Suicides chez France Telecom: “L’Enfer a une couleur : Orange”
Réflexions sur les suicides constatés depuis février 2008 chez Orange France Telecom et
Sommes-nous en train de parler de déshumanisation du travail ?
Bref, des questions auxquelles seules les personnes qui vivent Orange FT au quotidien peuvent répondre. Ce qui est sûr, c’est que le travail, même s’il est seulement considéré aujourd’hui comme un moyen de subvenir à ses besoins primaires (se nourrir, se loger etc.), représente, en réalité, bien plus. Le travail c’est, pour la plupart d’entre nous, un statut social, une reconnaissance de soi, le sentiment d’être utile, important voire parfois indispensable… C’est ce qui nous permet d’exister, de nous accomplir.

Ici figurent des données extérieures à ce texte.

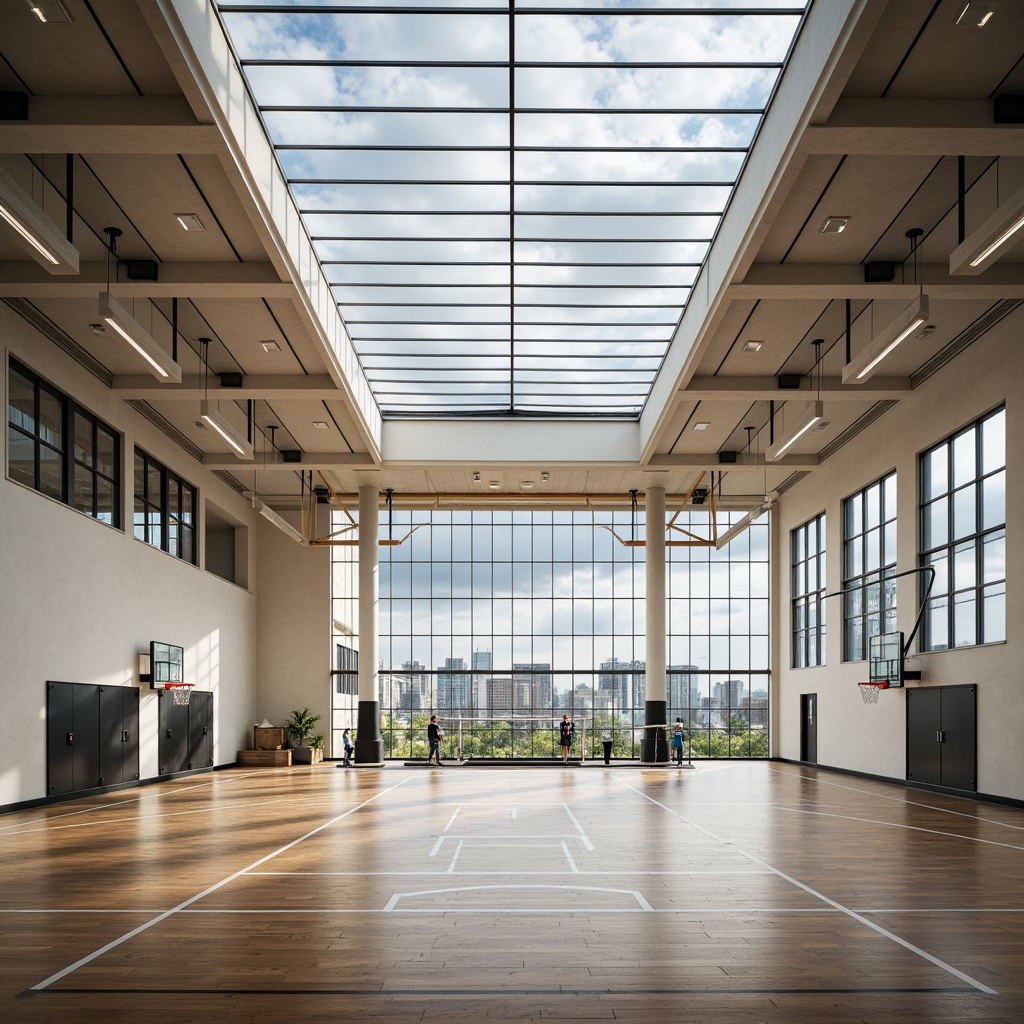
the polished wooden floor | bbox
[0,763,1024,1024]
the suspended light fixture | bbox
[843,227,930,384]
[199,338,255,459]
[99,227,181,384]
[0,161,79,274]
[949,180,1024,276]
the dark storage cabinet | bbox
[46,682,138,796]
[906,686,978,793]
[159,690,213,775]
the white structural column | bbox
[355,486,384,765]
[640,487,669,764]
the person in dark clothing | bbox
[558,715,575,765]
[427,715,444,768]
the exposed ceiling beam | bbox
[800,97,1024,157]
[112,372,339,401]
[0,260,295,299]
[679,377,912,402]
[0,96,224,155]
[728,262,1024,302]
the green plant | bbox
[285,708,323,746]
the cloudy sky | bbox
[221,0,803,415]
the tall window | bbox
[921,409,1007,650]
[334,511,769,757]
[843,473,896,662]
[793,512,825,669]
[135,449,198,565]
[7,360,121,526]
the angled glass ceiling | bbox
[218,0,804,418]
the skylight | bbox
[218,0,804,418]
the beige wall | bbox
[0,305,259,806]
[773,308,1024,800]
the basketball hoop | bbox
[164,683,195,708]
[857,679,889,703]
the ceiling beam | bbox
[728,262,1024,302]
[0,260,295,299]
[800,97,1024,157]
[679,377,912,402]
[112,372,339,401]
[0,96,224,155]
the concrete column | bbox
[640,487,669,764]
[355,486,384,765]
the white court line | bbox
[615,776,999,995]
[29,775,416,992]
[562,804,594,850]
[444,840,462,874]
[771,804,1024,852]
[562,840,580,874]
[383,884,651,913]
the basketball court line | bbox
[26,776,415,994]
[615,776,999,995]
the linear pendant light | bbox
[99,292,181,384]
[0,161,79,274]
[199,398,254,459]
[843,294,929,384]
[949,180,1024,276]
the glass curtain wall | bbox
[334,511,769,759]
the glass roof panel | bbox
[218,0,805,418]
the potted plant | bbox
[285,708,324,765]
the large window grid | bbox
[792,512,825,669]
[334,512,769,757]
[843,472,896,662]
[921,409,1007,650]
[7,360,121,526]
[134,449,199,565]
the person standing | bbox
[672,718,683,768]
[427,715,444,768]
[558,715,575,765]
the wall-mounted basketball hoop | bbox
[857,679,889,703]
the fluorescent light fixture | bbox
[949,181,1024,274]
[765,398,825,462]
[174,213,206,231]
[819,217,850,234]
[253,498,309,548]
[199,398,253,459]
[99,292,181,384]
[953,0,999,29]
[843,293,928,384]
[26,0,71,25]
[0,161,79,273]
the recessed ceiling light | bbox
[26,0,71,25]
[953,0,999,29]
[174,213,206,231]
[821,217,850,234]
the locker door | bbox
[72,683,99,790]
[158,690,188,775]
[46,683,75,796]
[940,686,977,791]
[906,688,942,785]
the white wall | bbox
[773,308,1024,800]
[0,305,258,806]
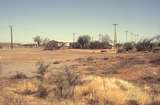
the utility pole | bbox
[125,30,128,42]
[131,32,134,42]
[113,24,118,46]
[99,34,102,42]
[9,25,13,49]
[73,33,75,43]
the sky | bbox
[0,0,160,43]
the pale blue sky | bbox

Bien sûr, cela ne fait pas tout, le travail n’est pas la vie ; mais ce qui est certain c’est qu’il contribue à rendre cette dernière plus ou moins belle, facile, agréable.
Ce qu’il faut bien comprendre, c’est que 24 suicides depuis février 2008 (au jour et à l’heure où je vous écris) c’est grave. Ce n’est certainement pas une mode ou une “mood” (humeur), M. Lombard.
Il y a 2 semaines, j’écoutais sur RMC une chef d’entreprise du privé (entreprise du btp) s’exprimer sur le sujet. Elle s’indignait de constater qu’ autant de salariés du groupe France Télécom en venaient au suicide compte tenu du travail qu’ils effectuaient. Ses salariés à elle travaillent toute l’année dans des conditions difficiles (à l’extérieur, dans le froid…), ils enchaînent les heures supplémentaires et ne se suicident pas pour autant. Certes. Mais connaît-elle vraiment les conditions de travail de certains salariés d’Orange FT ?
Comment se sentirait-elle si on lui enlevait tous ses repères ? Repères géographiques d’abord : une mobilité géographique imposée tous les 3 ans. Repères professionnels : passer du jour au lendemain de technicien à commercial. Est-ce si facile que ça de changer d’environnement, d’entourage, de hiérarchie, d’objectifs, de métier du jour au lendemain ? Est-ce si facile, chaque jour, de devoir répondre à de nouveaux objectifs, toujours plus importants et dictés par une hiérarchie qui ne semble pas maîtriser les choses ?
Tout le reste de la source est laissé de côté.